Quand prévoyez-vous de lancer ces coachs virtuels alimentés en IA ?

La fonctionnalité telle que décrite précédemment sera déployée progressivement sur plusieurs années et en différentes phases. Nous proposons déjà un coach virtuel permettant d'analyser des parties, avec notre offre Premium. Nous souhaitons utiliser l'IA et la technologie des LLM pour aller plus loin et améliorer ce service. Ces coachs vont devenir de plus en plus intégrés à notre plateforme. Nous voulons proposer différentes versions d'IA basées sur des personnalités du monde des échecs. Vous pourrez par exemple jouer avec Magnus Carlsen, le champion du monde, afin de mieux comprendre sa stratégie. Ces fonctionnalités seront accessibles en Premium, même si certaines devraient être également disponibles pour les membres gratuits, mais de manière plus limitée.

Pensez-vous que les échecs seraient un bon moyen pour expérimenter et tester des modèles afin de parvenir un jour à la création d'une intelligence artificielle générale (AGI) ?
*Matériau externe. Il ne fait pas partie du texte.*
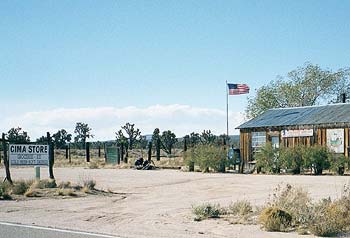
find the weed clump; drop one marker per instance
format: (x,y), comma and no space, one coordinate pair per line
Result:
(293,200)
(206,211)
(240,208)
(275,219)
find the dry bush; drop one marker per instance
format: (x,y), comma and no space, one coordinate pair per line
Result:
(275,219)
(329,219)
(206,211)
(293,200)
(86,184)
(240,208)
(66,192)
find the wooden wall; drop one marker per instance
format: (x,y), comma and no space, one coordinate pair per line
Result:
(319,138)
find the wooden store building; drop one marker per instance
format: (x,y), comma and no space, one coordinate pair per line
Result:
(326,125)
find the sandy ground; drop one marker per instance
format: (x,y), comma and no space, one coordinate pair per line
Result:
(156,203)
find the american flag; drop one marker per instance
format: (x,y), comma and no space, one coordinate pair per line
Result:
(235,89)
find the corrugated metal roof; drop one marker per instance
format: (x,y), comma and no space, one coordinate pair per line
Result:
(301,116)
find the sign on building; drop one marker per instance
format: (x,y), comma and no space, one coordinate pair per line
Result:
(29,154)
(297,133)
(335,140)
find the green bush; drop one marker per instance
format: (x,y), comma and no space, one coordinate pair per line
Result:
(267,159)
(275,219)
(89,184)
(291,158)
(317,159)
(295,201)
(330,218)
(206,211)
(208,157)
(240,208)
(338,163)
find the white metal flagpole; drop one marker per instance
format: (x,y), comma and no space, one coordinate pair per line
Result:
(226,108)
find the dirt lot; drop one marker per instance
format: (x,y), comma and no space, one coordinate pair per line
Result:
(156,203)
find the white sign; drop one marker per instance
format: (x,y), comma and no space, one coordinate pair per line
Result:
(298,133)
(28,154)
(335,140)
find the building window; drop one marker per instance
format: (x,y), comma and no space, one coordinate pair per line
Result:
(258,139)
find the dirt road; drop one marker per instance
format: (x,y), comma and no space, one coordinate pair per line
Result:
(156,203)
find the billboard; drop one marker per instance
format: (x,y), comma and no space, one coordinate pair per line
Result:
(335,140)
(297,133)
(28,154)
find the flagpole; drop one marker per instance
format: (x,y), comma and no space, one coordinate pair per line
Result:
(226,109)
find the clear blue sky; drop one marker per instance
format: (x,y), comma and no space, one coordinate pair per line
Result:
(77,54)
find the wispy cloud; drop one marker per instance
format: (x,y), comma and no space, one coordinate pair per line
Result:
(105,121)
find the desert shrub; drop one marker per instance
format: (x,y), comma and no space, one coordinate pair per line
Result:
(206,211)
(21,186)
(66,192)
(88,184)
(267,159)
(275,219)
(241,208)
(295,201)
(291,158)
(329,218)
(317,158)
(337,163)
(5,188)
(209,157)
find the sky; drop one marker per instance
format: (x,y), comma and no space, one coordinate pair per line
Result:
(155,63)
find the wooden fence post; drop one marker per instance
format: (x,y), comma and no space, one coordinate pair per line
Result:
(87,148)
(51,155)
(6,161)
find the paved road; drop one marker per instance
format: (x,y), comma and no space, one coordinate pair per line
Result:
(10,230)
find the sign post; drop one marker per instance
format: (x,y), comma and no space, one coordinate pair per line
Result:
(29,154)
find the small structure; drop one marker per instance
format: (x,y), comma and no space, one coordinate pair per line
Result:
(326,125)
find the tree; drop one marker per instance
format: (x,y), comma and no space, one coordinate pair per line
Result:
(17,135)
(133,134)
(60,138)
(82,131)
(306,86)
(168,139)
(207,137)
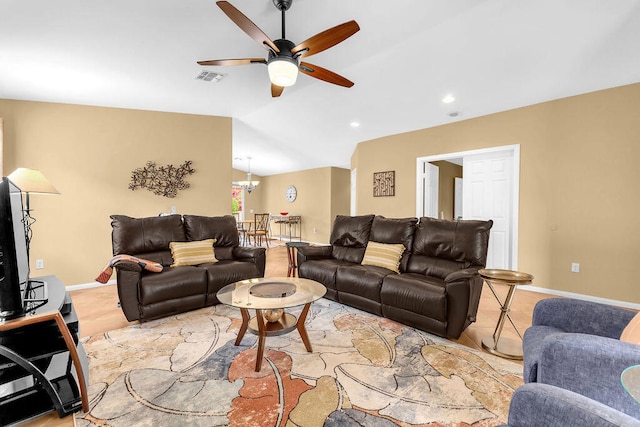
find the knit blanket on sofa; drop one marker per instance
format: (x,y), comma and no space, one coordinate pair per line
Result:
(107,271)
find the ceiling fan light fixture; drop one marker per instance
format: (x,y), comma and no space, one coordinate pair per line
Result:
(283,71)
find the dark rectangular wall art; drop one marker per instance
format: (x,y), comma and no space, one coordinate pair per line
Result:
(384,184)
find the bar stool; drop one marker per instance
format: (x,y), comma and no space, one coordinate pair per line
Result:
(291,254)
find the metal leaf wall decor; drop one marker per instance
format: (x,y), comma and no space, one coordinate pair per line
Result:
(161,180)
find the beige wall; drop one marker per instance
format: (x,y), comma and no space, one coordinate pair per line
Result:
(578,184)
(323,193)
(88,154)
(447,172)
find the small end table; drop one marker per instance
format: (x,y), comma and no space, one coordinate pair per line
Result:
(291,254)
(630,379)
(505,347)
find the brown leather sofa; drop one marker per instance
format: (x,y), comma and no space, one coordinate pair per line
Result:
(146,295)
(437,288)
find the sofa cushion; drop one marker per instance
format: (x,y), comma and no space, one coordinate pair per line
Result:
(192,253)
(364,281)
(135,236)
(384,255)
(221,228)
(463,241)
(321,270)
(416,293)
(349,237)
(395,230)
(432,266)
(226,272)
(172,284)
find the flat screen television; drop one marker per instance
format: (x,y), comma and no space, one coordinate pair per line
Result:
(14,258)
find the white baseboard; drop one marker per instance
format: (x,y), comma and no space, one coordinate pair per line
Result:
(607,301)
(90,285)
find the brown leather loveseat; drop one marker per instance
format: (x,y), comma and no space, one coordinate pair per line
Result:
(437,287)
(146,295)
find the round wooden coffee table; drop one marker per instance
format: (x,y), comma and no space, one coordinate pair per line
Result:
(269,297)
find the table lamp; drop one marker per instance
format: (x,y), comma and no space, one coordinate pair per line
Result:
(30,181)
Absolument. Les échecs ont toujours été à l'avant-garde de l'IA, en particulier pour déterminer comment ordonner à la machine d'accomplir une tâche humaine. Ce jeu implique en effet de faire preuve d'une pensée abstraite appliquée de manière concrète. Avec le temps, les échecs ont utilisé l'apprentissage automatique et les systèmes de réseaux neuronaux, et cela fait déjà des décennies que les ordinateurs jouent mieux que les humains. Je pense que les échecs sont un domaine d'expérimentation fascinant pour les chercheurs et nous sommes souvent sollicités par ces derniers.

Avez-vous des exemples en tête ?

Par exemple, DeepMind de Google utilise les échecs depuis des années pour tester leur modèle d'apprentissage par renforcement. En donnant à la machine de nouvelles règles, cela permet de voir comment celle-ci réagit. Aujourd'hui, l'objectif des chercheurs en IA est de rendre les futurs modèles plus précis et ainsi réduire les hallucinations. Pour y parvenir, il faut que ces modèles combinent créativité et précision pour être capable de résoudre différents problèmes. Ce sont exactement les capacités requises pour jouer aux échecs.

Quel est l'avenir pour Chess.com ? Une entrée en bourse est-elle la prochaine étape ?

Nous aimerions entrer un jour en bourse pour que l'entreprise continue de croître sur le long terme. Mais cela ne sera clairement pas pour cette année ou l'année prochaine. Nous avons encore beaucoup de choses à accomplir d'ici là. Nous sommes heureux d'avoir fait l'acquisition du groupe Play Magnus Group en 2022 et de compter le champion du monde Magnus Carlsen parmi nos ambassadeurs. 

Quel regard portez-vous sur les jeunes joueurs d'échecs 

Il est fascinant de voir comment la nouvelle génération s'approprie les échecs. Les anciennes générations de joueurs ne comprennent pas comment ces jeunes sont devenus aussi bons en si peu de temps. La raison est qu'ils ont grandi avec des ordinateurs et des plateformes utilisant l'IA et le machine learning leur permettant de progresser rapidement. Cette nouvelle génération, qui a pu très tôt jouer des milliers de parties chaque mois, rivalise déjà avec ses aînés, à l'image de Dommaraju Gukesh, un jeune indien qui participera bientôt au championnat du monde à seulement 18 ans.